Ya. So, in very, very cold response to what Kyra dares to remark, I would like to remind her and every single one of you that this blog is independent. It is its own sovereign nation, which cannot be ousted, bullied, cajoled, pushed, provoked, threatened, subliminally convinced, re-directed, steered by another hand or forced into doing anything it does not wish to do. Ditto for its owner.
You shall not have a post, to humor you, to gladden your heart, to reveal your secrets merely by speaking of its own, to be your comrade through dark times, to provide comforting words of hope and solace, or for anything whatsoever that you want, simply because you feel you can demand it.
(On an aside, try and read the italicized bit in a French accent. I find it gives more 'feel'. Also the rest of this.)
I refer to this. How dare you, Kyra, feel that you, who herself retires to the same old excuse of writer's block every month or so and does not write a post for weeks on end only to break the ridiculous abstinence with a silly little one-liner about how shtupid she feels, can actually come over here and ask me for another post? Just because you feel bored, and need me to supply you with wholesome food for thought, or a gay and amusing laugh, or just something you can return to over and over when you find yourself in times of trouble and Mother Mary doesnt come to you?
I refuse! I positively am outraged at your audacity! I shall not be your lap-puppy! No! I shall not! Tra la!
*stalks away, with cold dignity and unmatcheable grace in his gait, his visage, and oh everything he does*
*pregnant pause of about 5 seconds*
*door opens again slightly. appears just the upper half of a face, with raised eyebrow, the eye belonging to which looks carefully about the room. slowly enter the rest of a majestic figure*
I just did it again, didnt I? I think this could just be called a post. I wonder about myself sometimes, when I find time from pondering over the miseries of all the others, towards which my selfless, giving soul perenially directs me.
And I wonder, do I seek to please? To offer myself as whatever everyone wants? To make myself whoever you prefer at the drop of a hint? Unconsciously, as in? Dammit! Subconsciously, I mean? I did try to consciously avoid such tendencies of mine, but I think the germ just got back in with a different, cleverer disguise. It still operates. But I dont see it all the time.
I also wonder what I can do about the...subconscious...display, execution, usage, presentation, utilization, or is it a form of seepage of this damned thesaurus inside my head. Refer to paragraphs 1, 2, 4 and this damned one, for what I mean. Not that I'll bother with this one. Its a bit of fun. A dash of local colour, perhaps?
I dont even know what I'm rambling about, really. This is partly bloody just because you said you wanted a post. So here you are. Happy?
I saw Ocean's Twelve today. And it was confusing. I saw glaring loopholes, which could be either because I didnt get it, or it was a really bad movie. I dont think it was a bad movie, was it? In case its just me, let me forewarn you that only shows of sympathy for my tender, innocent mind are invited. You are asked to not be sarcastic and vampish about it.

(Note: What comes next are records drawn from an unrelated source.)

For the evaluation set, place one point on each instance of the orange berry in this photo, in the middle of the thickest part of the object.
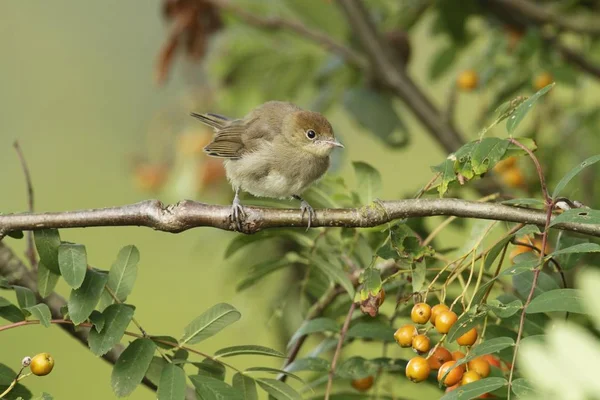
(469, 376)
(420, 313)
(468, 80)
(453, 376)
(438, 357)
(542, 80)
(435, 311)
(421, 344)
(479, 365)
(405, 334)
(417, 369)
(468, 339)
(363, 384)
(445, 320)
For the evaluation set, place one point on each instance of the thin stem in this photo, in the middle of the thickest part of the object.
(338, 349)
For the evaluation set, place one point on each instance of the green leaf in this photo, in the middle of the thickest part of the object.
(25, 297)
(314, 364)
(83, 300)
(209, 323)
(521, 111)
(578, 248)
(213, 389)
(275, 371)
(123, 272)
(47, 242)
(262, 269)
(376, 330)
(464, 324)
(475, 389)
(97, 319)
(172, 383)
(72, 260)
(369, 182)
(487, 153)
(245, 385)
(571, 174)
(278, 389)
(116, 319)
(334, 272)
(41, 312)
(47, 280)
(577, 215)
(313, 326)
(12, 313)
(559, 300)
(248, 350)
(523, 388)
(130, 368)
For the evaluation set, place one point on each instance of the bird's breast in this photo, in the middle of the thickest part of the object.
(266, 173)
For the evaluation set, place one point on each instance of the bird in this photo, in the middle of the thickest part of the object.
(278, 150)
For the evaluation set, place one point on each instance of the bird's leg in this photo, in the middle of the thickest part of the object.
(306, 208)
(237, 211)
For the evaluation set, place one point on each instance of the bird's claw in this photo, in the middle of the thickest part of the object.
(307, 208)
(237, 213)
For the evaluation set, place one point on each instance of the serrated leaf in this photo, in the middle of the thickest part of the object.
(523, 388)
(578, 248)
(245, 385)
(376, 330)
(46, 280)
(369, 182)
(213, 389)
(487, 153)
(72, 261)
(248, 350)
(97, 319)
(577, 215)
(521, 111)
(209, 323)
(82, 301)
(314, 364)
(47, 242)
(571, 174)
(172, 383)
(278, 389)
(41, 312)
(123, 272)
(116, 319)
(12, 313)
(475, 389)
(559, 300)
(312, 326)
(130, 368)
(25, 297)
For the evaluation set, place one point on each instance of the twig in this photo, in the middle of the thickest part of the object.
(338, 349)
(17, 273)
(319, 38)
(30, 252)
(190, 214)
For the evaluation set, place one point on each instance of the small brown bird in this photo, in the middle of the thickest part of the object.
(278, 150)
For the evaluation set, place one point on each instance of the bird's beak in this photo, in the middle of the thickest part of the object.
(333, 143)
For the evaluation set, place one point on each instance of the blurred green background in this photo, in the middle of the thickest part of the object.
(78, 93)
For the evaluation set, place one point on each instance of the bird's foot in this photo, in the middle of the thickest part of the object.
(237, 213)
(307, 208)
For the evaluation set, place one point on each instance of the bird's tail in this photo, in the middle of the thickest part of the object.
(214, 120)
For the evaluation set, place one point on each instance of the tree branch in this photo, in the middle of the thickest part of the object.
(189, 214)
(17, 273)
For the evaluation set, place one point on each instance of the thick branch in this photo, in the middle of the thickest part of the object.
(189, 214)
(17, 273)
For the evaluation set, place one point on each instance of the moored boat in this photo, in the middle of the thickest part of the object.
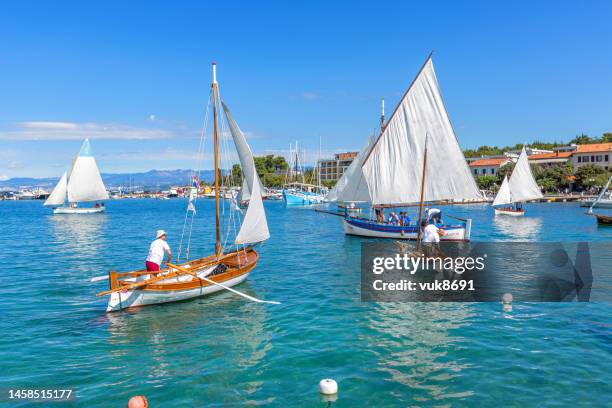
(393, 171)
(227, 267)
(519, 188)
(83, 184)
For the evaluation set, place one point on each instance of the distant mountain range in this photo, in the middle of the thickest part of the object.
(153, 179)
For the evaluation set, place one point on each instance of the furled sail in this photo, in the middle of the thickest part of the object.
(85, 182)
(254, 226)
(393, 168)
(523, 186)
(247, 164)
(352, 186)
(58, 195)
(503, 195)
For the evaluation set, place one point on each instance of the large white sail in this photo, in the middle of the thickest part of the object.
(352, 186)
(393, 169)
(247, 164)
(254, 226)
(503, 196)
(58, 195)
(523, 186)
(85, 182)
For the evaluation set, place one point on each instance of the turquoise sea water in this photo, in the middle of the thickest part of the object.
(225, 351)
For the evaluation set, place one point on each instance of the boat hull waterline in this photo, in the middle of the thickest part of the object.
(366, 228)
(184, 286)
(510, 212)
(81, 210)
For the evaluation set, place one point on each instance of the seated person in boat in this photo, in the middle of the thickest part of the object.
(433, 214)
(404, 218)
(157, 250)
(431, 233)
(393, 218)
(380, 215)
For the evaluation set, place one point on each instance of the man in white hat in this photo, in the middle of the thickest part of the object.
(156, 252)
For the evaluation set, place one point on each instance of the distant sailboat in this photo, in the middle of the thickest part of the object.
(83, 184)
(521, 187)
(396, 172)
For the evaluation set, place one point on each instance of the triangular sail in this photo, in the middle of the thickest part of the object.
(393, 169)
(247, 164)
(352, 186)
(503, 196)
(254, 227)
(523, 186)
(58, 195)
(85, 182)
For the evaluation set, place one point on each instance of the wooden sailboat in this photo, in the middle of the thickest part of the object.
(83, 184)
(519, 188)
(219, 271)
(393, 170)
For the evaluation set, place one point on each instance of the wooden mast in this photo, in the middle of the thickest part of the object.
(422, 191)
(216, 148)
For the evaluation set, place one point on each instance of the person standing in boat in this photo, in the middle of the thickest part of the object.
(157, 250)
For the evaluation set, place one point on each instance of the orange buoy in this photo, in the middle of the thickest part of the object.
(139, 401)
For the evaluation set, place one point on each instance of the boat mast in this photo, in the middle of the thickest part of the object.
(216, 148)
(422, 191)
(382, 117)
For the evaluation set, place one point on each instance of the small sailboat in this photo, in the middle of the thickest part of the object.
(227, 267)
(519, 188)
(83, 184)
(393, 170)
(295, 190)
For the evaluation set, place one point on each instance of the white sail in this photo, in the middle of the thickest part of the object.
(352, 185)
(247, 164)
(503, 195)
(58, 195)
(523, 186)
(393, 169)
(85, 182)
(254, 227)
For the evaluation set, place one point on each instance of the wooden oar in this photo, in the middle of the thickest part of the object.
(244, 295)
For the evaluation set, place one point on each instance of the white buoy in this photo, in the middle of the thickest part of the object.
(507, 302)
(328, 386)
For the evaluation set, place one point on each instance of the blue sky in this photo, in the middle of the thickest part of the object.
(135, 76)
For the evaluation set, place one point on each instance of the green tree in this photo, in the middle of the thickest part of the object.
(486, 182)
(590, 175)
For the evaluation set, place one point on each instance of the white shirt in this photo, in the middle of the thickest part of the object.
(157, 250)
(430, 234)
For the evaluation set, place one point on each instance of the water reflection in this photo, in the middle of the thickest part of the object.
(182, 341)
(413, 343)
(78, 234)
(523, 228)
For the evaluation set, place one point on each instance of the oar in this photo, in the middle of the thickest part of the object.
(244, 295)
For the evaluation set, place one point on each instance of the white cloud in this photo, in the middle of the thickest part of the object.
(310, 96)
(38, 130)
(15, 164)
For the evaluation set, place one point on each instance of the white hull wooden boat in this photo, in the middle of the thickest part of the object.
(509, 211)
(203, 276)
(519, 188)
(366, 228)
(180, 287)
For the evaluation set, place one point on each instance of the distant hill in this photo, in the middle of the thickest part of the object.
(152, 179)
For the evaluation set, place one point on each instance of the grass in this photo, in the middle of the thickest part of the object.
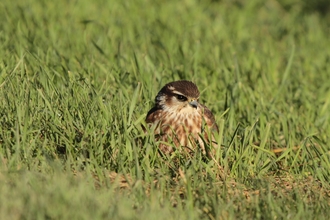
(78, 77)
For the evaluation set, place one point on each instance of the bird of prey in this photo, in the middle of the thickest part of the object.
(180, 121)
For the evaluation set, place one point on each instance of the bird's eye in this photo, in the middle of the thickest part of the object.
(181, 98)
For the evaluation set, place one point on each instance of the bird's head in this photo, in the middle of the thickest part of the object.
(179, 95)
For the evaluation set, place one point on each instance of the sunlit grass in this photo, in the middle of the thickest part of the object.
(76, 82)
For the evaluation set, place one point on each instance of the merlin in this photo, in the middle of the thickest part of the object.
(180, 121)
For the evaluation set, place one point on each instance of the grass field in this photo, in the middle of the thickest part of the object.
(78, 77)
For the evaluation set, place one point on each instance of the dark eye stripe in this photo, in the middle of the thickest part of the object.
(181, 98)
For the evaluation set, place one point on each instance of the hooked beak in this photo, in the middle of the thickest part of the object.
(193, 103)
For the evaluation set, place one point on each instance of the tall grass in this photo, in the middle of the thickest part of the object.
(78, 77)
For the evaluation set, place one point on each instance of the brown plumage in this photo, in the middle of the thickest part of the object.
(180, 120)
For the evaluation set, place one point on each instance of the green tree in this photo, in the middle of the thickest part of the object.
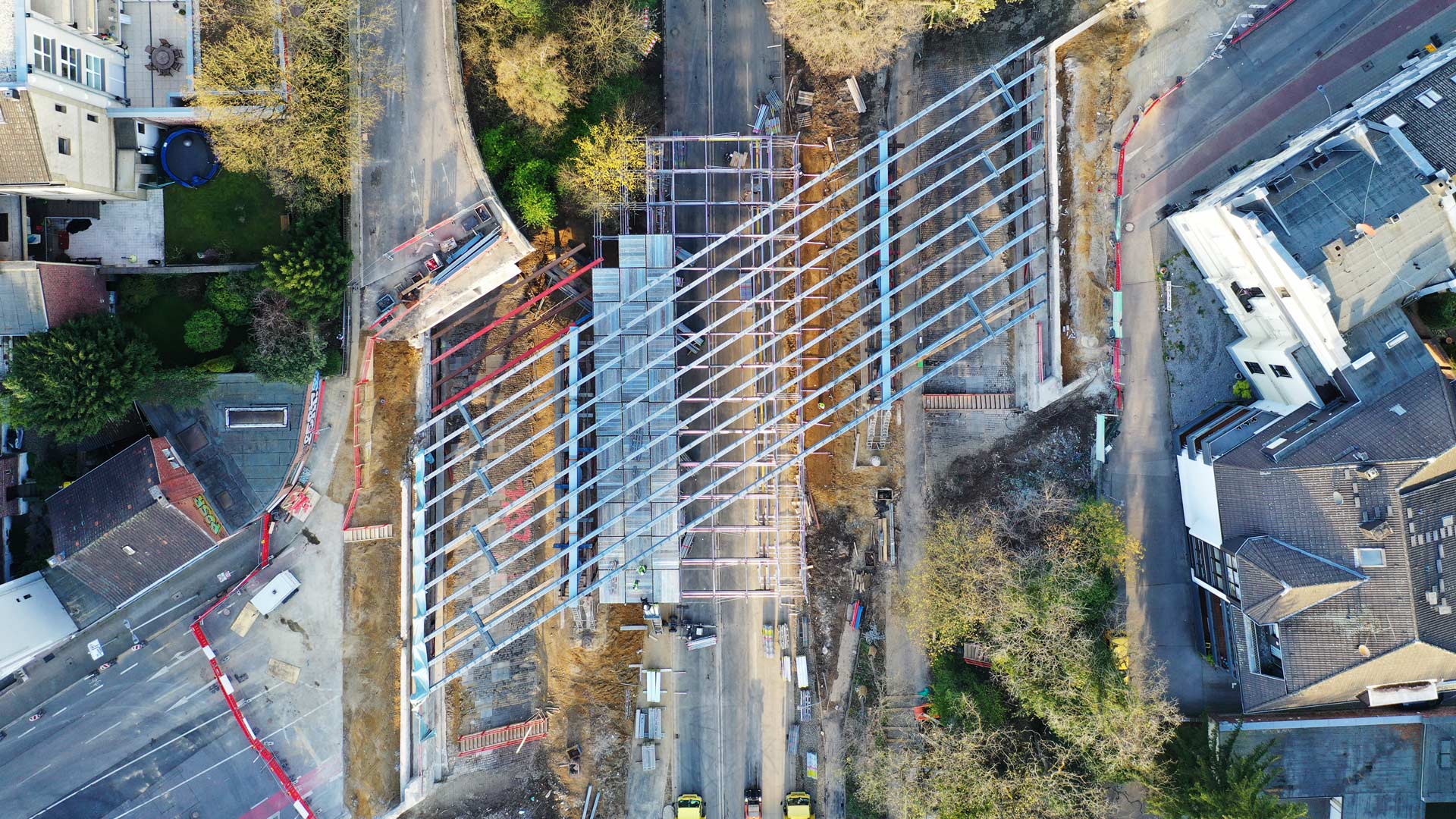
(232, 297)
(1210, 779)
(136, 292)
(74, 379)
(310, 273)
(607, 165)
(1439, 311)
(204, 331)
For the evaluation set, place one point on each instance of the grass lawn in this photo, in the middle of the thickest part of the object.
(162, 321)
(235, 213)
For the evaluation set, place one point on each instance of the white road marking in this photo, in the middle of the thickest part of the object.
(101, 732)
(174, 608)
(177, 659)
(229, 713)
(206, 686)
(249, 749)
(33, 776)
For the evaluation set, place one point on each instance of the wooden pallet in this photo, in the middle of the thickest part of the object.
(968, 401)
(504, 736)
(362, 534)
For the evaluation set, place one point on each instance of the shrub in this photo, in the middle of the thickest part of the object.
(136, 292)
(232, 297)
(1439, 311)
(220, 365)
(204, 331)
(312, 271)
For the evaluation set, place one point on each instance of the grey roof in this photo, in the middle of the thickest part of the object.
(1375, 767)
(115, 534)
(240, 468)
(1392, 366)
(1430, 130)
(1414, 422)
(1279, 580)
(22, 302)
(22, 161)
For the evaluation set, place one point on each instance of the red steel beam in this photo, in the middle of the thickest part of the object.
(525, 306)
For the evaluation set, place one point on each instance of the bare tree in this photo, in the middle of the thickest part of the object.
(610, 37)
(532, 77)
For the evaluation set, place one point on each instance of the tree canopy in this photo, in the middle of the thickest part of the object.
(310, 273)
(532, 77)
(1212, 780)
(607, 162)
(297, 121)
(76, 378)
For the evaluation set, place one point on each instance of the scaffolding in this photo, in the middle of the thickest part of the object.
(679, 409)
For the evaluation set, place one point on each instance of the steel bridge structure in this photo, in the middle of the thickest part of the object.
(724, 330)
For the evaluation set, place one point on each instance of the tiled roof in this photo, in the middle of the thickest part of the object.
(22, 159)
(115, 532)
(1279, 580)
(140, 551)
(72, 290)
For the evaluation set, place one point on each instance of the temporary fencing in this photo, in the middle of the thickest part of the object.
(226, 686)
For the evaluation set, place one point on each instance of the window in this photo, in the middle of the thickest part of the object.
(71, 63)
(42, 57)
(1266, 656)
(95, 72)
(245, 417)
(1370, 558)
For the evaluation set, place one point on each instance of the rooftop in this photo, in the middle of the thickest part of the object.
(240, 466)
(114, 529)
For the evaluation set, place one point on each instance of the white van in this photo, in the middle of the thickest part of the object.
(275, 592)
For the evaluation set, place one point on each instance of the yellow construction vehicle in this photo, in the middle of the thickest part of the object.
(689, 806)
(799, 806)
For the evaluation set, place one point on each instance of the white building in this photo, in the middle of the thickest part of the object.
(85, 91)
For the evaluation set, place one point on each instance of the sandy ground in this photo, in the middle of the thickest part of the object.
(1092, 93)
(372, 639)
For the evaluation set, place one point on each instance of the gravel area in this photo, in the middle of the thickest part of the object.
(1196, 338)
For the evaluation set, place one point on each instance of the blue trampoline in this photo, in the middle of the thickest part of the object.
(188, 158)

In other news, there is more to be sorrowful about, yet. Yes, I know. It does seem like all the sorrows of the world are falling upon my head. Its...the iPod. It still doesnt work. Nothing seems to be working. Now the people, they say that the batteries need replacing. I'm almost welling up now. *he almost wells up*
Just like that, *clicks his fingers to show just like how*, they say the batteries need to be replaced. Just like that, *again*, they want to discard the old ones. Reader, I most humbly request you to join in me in observing a minute's silence for my deceased, faithful battery. It lived its time. It served well. It died a tragic, untimely death all too soon. We had some good times. It knew how to rock 'n' roll. May Led Zeppelin play it into the gates of Heaven.